© Vladimir Kush |
Os Urubus
— Estou esperando!
— Não quero!
— Deixá-lo passar!
— Naufragou!
Eu vinha vindo com o frescor da manhã por aquele trecho da praia de Santa Luzia, tão suave e tão formoso, onde se amontoam as coisas lúgubres da cidade — a Santa Casa, o Necrotério, o serviço de enterramentos. Entre as árvores fronteiras ao hospital vendedores ambulantes vociferavam os pregões de canjica, de mingau, de pães doces; dos bondes pejados de gente saltavam criaturas doentes, paralíticas algumas, de óculos outras. Pelas escadas de pedra lavada formigava constantemente a turba doente, mostrando as mazelas, como um insulto e uma afronta aos que estavam sãos, entre os enfermeiros do hospital, de calça de zuarte azul e dólmã pardo, nédios e sadios. Eu vinha precisamente pensando como gozam saúde os enfermeiros, e aquelas frases maçônicas fizeram-me mal. Parei, consultei o relógio. Os quatro tipos não se ralavam mais com a minha presença. Dois olhavam com avidez os bondes que vinham da Rua do Passeio; dois estavam totalmente voltados para o lado da Faculdade. Ao aparecer um bonde, um magrinho bradou:
— Largo!
Prestei atenção. Do tramway em movimento saltou um cavalheiro defronte do Necrotério.
— De cima! bradou outro tipo.
— Última! regougou o terceiro.
E cercaram o cavalheiro.
— V. Sa. há de aceitar um cartãozinho da nossa casa. Não precisa de se incomodar. Tratamos de tudo! Faça negócio comigo!
A um tempo falavam todos, e o cavalheiro, coberto de luto, com o lenço empapado de suor e de lágrimas, murmurava, como se estivesse a receber pêsames: — Muito obrigado! Muito obrigado!
Aproximei-me de um dos funcionários do serviço mortuário.
— Que espécie de gente é essa?
— Oh! não conhece? São os urubus!
— Urubus?
— Sim, os corvos.. . É o nome pelo qual são conhecidos aqui agenciadores de coroas e fazendas para luto. Não é muito numerosa a classe, mas que faro, que atividade!
Totalmente interessado, tive uma dessas exclamações de pasmo que lisonjeiam sempre os informantes e nada exprimem de definitivo.
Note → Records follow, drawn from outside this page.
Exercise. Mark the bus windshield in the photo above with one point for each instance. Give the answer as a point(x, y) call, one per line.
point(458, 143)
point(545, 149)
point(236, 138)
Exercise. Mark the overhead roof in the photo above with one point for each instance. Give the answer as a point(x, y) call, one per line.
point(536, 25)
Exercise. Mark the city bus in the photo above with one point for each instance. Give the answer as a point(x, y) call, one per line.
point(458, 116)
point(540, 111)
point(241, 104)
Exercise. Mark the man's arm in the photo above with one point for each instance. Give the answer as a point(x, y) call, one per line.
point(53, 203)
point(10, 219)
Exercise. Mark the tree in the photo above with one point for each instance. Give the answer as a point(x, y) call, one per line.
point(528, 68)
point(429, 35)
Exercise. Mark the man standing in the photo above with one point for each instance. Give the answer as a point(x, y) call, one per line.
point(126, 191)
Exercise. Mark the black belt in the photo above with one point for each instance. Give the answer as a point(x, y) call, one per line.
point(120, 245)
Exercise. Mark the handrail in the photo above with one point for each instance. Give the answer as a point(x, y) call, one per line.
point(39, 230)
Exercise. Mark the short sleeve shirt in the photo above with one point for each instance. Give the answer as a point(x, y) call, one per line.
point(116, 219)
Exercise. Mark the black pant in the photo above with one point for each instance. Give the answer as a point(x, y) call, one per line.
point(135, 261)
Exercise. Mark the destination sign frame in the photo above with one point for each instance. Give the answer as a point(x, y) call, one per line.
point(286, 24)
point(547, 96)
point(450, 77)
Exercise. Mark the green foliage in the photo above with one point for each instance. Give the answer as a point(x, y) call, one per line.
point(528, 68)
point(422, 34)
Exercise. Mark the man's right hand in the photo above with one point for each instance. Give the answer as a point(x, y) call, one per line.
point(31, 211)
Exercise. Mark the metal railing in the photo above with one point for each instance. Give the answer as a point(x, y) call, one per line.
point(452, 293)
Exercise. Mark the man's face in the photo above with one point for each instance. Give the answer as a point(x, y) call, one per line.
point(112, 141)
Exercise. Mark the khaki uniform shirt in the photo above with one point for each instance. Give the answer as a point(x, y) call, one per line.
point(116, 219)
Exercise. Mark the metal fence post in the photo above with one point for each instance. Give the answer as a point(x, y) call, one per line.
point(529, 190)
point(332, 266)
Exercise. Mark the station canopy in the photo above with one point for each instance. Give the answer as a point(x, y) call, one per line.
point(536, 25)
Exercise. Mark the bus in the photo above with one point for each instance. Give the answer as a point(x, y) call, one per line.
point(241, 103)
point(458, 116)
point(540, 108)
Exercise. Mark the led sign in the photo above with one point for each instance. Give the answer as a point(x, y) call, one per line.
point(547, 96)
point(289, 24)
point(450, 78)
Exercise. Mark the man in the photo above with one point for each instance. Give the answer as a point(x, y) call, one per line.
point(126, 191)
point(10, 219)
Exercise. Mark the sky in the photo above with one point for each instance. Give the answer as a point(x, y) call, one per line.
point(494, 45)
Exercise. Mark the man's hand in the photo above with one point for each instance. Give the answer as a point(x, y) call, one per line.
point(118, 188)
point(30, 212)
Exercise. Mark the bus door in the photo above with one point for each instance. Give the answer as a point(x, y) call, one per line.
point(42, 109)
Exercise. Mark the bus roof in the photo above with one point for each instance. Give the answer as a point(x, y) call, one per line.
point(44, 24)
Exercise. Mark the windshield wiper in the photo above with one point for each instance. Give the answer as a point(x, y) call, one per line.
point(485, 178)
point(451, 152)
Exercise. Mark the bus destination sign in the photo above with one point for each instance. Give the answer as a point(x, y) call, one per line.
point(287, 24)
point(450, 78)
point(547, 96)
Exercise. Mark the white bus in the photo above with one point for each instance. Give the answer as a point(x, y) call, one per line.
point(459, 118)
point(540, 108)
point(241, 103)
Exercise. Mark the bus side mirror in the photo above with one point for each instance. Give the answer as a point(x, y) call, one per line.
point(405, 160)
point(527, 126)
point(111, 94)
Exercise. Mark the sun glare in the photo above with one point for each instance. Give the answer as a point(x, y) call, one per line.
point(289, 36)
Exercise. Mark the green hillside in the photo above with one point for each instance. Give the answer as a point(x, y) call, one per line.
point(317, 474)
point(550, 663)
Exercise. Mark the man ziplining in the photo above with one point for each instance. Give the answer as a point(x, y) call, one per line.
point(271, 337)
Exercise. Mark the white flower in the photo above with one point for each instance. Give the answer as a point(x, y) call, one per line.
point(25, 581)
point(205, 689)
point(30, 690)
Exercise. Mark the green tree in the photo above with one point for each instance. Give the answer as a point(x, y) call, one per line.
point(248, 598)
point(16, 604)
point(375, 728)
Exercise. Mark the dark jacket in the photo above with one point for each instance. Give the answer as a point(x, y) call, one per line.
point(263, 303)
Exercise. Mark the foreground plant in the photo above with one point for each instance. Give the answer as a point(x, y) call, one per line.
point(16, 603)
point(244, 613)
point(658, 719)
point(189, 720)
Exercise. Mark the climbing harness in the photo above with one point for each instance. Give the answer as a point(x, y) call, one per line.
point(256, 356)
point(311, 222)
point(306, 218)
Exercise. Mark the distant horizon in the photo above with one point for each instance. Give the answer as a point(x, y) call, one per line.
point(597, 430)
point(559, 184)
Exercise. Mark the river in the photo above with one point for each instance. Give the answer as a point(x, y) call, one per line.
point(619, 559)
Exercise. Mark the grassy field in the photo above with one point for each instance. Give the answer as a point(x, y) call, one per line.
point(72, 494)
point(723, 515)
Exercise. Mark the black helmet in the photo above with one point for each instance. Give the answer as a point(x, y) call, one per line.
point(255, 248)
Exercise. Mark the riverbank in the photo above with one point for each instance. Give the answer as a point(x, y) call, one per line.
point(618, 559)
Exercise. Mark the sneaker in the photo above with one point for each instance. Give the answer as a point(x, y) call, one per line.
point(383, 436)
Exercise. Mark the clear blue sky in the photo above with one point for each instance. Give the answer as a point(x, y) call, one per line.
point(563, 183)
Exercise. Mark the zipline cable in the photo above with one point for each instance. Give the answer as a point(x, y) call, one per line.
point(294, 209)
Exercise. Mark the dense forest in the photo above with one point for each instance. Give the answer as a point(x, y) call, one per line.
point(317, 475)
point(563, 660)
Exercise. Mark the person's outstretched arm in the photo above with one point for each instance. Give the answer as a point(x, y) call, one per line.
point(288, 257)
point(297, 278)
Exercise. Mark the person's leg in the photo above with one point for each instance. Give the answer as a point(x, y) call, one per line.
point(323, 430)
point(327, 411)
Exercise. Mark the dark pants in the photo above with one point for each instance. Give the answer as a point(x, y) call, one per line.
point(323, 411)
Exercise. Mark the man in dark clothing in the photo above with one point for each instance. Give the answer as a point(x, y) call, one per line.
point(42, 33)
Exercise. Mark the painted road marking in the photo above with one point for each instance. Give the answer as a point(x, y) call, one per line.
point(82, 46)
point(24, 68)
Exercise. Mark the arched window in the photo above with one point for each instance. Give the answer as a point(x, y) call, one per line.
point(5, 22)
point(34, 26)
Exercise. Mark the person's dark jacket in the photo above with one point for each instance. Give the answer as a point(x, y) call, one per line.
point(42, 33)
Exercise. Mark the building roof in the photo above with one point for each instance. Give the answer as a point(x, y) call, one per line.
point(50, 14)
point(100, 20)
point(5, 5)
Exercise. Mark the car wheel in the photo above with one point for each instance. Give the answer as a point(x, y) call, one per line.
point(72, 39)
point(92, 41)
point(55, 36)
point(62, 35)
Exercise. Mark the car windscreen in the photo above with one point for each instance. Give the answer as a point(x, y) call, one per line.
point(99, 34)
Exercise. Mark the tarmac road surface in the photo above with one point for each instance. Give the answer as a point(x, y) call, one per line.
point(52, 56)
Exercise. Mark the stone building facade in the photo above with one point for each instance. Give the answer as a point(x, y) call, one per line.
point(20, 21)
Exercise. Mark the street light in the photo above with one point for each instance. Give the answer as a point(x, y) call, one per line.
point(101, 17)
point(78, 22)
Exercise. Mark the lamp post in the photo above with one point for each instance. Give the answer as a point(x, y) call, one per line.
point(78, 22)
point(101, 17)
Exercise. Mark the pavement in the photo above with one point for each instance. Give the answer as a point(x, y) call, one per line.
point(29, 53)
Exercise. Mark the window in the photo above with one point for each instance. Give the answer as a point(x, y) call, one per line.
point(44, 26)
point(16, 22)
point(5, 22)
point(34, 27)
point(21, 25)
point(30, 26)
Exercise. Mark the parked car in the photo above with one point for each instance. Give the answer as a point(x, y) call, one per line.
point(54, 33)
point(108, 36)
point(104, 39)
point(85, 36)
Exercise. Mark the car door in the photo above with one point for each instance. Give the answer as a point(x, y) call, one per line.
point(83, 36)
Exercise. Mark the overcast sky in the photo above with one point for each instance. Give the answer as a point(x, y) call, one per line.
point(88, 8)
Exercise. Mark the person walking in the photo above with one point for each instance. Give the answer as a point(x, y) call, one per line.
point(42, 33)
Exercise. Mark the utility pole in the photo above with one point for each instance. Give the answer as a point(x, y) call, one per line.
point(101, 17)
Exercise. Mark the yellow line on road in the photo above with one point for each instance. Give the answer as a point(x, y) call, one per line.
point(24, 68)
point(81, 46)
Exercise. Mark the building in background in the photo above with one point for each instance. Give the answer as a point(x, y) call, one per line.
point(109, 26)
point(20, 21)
E sorriu, tossiu e falou. Foi prodigioso.
— Os agenciadores de coroas levantam-se de madrugada e compram todos os jornais para ver quais os homens importantes falecidos na véspera. Defunto pobre não precisa de luxo, e coroa é luxo. Logo que tomam as notas disparam para a casa do morto e propõem adiantar o que for necessário para o enterro, com a condição de se lhes comprarem as coroas. Algumas casas têm mesmo nos cartões os seguintes dizeres — encarregam-se de tratar de enterros sem cobrar comissão de espécie alguma. E os títulos dessas casas davam para um tratado de psicologia recreativa. Há os poéticos os delicados, os floridos, os babosos, os fúnebres — "Tributo da Saudade, "Coroa de Violetas", "Flor de Lis", "Bogari", "A Jardineira", "Coroa de Rosas"...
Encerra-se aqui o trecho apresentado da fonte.